The Eight Books of Thucydides' History, translated by R. Crawley.
Chapter IX : Fourth and Fifth Years of the War—Revolt of Mitylene
Chapter X : Fifth Year of the War—Trial and Execution of the Plataeans— Corcyraean Revolution
Chapter XI : Year of the War—Campaigns of Demosthenes in Western Greece—Ruin of Ambracia
Fourth and Fifth Years of the War—Revolt of Mitylene
The next summer, just as the corn was getting ripe, the Peloponnesians and their allies invaded Attica under the command of Archidamus, son of Zeuxidamus, king of the Lacedaemonians, and sat down and ravaged the land; the Athenian horse as usual attacking them, wherever it was practicable, and preventing the mass of the light troops from advancing from their camp and wasting the parts near the city. After staying the time for which they had taken provisions, the invaders retired and dispersed to their several cities.

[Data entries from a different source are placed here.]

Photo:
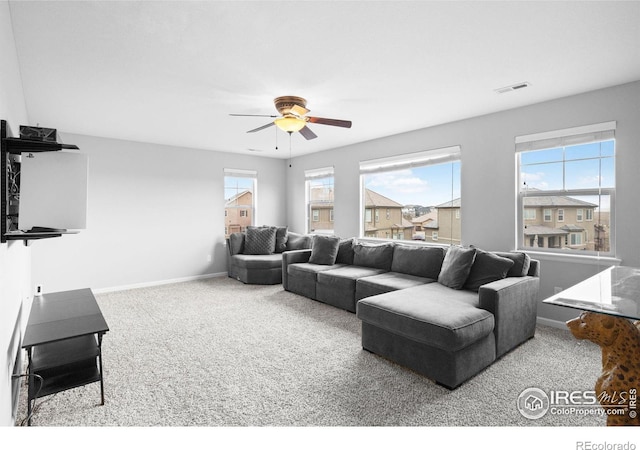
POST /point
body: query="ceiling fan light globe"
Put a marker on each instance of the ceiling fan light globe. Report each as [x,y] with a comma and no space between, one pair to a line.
[290,124]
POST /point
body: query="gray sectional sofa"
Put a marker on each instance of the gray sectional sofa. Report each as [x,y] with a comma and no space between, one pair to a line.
[255,256]
[446,313]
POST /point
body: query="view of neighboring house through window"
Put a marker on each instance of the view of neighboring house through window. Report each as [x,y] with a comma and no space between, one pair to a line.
[319,199]
[239,196]
[413,196]
[568,178]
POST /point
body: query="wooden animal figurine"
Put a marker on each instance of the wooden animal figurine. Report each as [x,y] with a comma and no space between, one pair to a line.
[619,340]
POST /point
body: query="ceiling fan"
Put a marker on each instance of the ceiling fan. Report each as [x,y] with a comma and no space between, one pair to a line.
[293,118]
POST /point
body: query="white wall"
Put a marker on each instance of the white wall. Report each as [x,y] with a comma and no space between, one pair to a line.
[155,213]
[14,257]
[489,178]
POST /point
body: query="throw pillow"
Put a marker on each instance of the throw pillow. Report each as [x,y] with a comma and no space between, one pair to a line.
[345,252]
[260,241]
[419,261]
[521,263]
[297,241]
[456,266]
[324,250]
[281,239]
[486,268]
[375,256]
[236,243]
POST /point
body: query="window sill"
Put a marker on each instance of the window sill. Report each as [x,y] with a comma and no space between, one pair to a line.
[579,259]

Immediately after the invasion of the Peloponnesians all Lesbos, except Methymna, revolted from the Athenians. The Lesbians had wished to revolt even before the war, but the Lacedaemonians would not receive them; and yet now when they did revolt, they were compelled to do so sooner than they had intended. While they were waiting until the moles for their harbours and the ships and walls that they had in building should be finished, and for the arrival of archers and corn and other things that they were engaged in fetching from the Pontus, the Tenedians, with whom they were at enmity, and the Methymnians, and some factious persons in Mitylene itself, who were proxeni of Athens, informed the Athenians that the Mitylenians were forcibly uniting the island under their sovereignty, and that the preparations about which they were so active, were all concerted with the Boeotians their kindred and the Lacedaemonians with a view to a revolt, and that, unless they were immediately prevented, Athens would lose Lesbos.